0
votes

I'm using Entity Framework Core 5 and Table Per Type feature. I have Contractor entity and two inherited entities: Company and Individual. I need to union them. I'm trying the following code to union them into one collection:

    var companies = (from company in _dbContext.Companies
                      .Include(c => c.ShareHolders)
                      .Include(c => c.Director)
                      select company).Cast<Contractor>();
    var individuals = (from individual in _dbContext.Individuals
                      select individual).Cast<Contractor>();
    Contractors = new ObservableCollection<Contractor>(companies.Union(individuals));

In DBContext I have the following configuration method:

    protected override void OnModelCreating(ModelBuilder modelBuilder)
    {
        modelBuilder.Entity<Company>()
            .HasOne(c => c.Director);
        modelBuilder.Entity<Shareholder>()
            .HasOne(s => s.Contractor);
        modelBuilder.Entity<Company>()
            .HasMany(c => c.ShareHolders)
            .WithOne(f => f.Company)
            .OnDelete(DeleteBehavior.Cascade);
    }

Question:

How to get rid of the exception or how to modify my configuration so that shareholders are populated and I could simply use Contractors DbSet instead of manually building union query?

System.InvalidOperationException

Unable to translate set operation since both operands have different 'Include' operations. Consider having same 'Include' applied on both sides.

Stacktrace:

at Microsoft.EntityFrameworkCore.Query.Internal.NavigationExpandingExpressionVisitor.ProcessSetOperation(NavigationExpansionExpression outerSource, MethodInfo genericMethod, NavigationExpansionExpression innerSource)

It fails on the line with .Union().

Previously I had Contractors DbSet in DbContext, but Shareholders collection didn't fill in for company objects. So I rewrote the code as shown above.

2

2 Answers

1
votes

You have to divide your query by two queries. Eager Loading cannot handle such Union or Concat which is preferred in your case.

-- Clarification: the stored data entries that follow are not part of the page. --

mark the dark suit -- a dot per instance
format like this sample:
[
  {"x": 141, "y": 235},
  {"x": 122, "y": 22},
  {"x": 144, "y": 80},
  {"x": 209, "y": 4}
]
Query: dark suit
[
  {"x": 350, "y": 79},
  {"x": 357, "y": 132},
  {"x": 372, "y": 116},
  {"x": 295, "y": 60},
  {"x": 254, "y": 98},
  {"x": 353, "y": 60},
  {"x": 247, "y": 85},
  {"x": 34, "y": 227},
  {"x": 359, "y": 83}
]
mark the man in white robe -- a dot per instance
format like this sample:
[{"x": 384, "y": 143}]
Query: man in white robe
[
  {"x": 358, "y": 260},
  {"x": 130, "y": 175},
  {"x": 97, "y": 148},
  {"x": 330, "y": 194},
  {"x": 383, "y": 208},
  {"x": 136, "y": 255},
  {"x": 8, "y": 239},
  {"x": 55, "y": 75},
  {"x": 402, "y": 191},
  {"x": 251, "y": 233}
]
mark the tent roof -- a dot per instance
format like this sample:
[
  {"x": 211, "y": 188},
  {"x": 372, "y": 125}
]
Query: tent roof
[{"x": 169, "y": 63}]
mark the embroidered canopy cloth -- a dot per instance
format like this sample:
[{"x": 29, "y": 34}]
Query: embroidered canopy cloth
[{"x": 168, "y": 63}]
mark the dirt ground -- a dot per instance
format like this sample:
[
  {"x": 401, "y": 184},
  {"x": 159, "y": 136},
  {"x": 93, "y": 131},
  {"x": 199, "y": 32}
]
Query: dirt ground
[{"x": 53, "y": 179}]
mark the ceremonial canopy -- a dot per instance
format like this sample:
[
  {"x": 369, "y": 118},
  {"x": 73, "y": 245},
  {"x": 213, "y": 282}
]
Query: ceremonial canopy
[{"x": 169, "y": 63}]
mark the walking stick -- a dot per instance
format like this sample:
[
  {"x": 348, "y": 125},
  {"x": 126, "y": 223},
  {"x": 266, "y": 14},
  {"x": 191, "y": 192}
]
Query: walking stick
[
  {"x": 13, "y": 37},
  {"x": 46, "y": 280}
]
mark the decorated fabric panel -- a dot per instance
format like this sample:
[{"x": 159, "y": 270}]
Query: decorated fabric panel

Short answer why: because no way to generate SQL for such case. If there are identical Includes - it is possible because EF can generate joins to subquery with UNION.

Contractors = new ObservableCollection<Contractor>(
    companies.AsEnumerable()
    .Concat(individuals.AsEnumerable())
);
0
votes

got the same issue, it seems like EF 6 supports it, but not the .NET Core 5. There is a note under the title Table-per-type configuration So you can move to EF 6 or write SQL stored procedures.

Also you need to check if your Union operation unites the same models.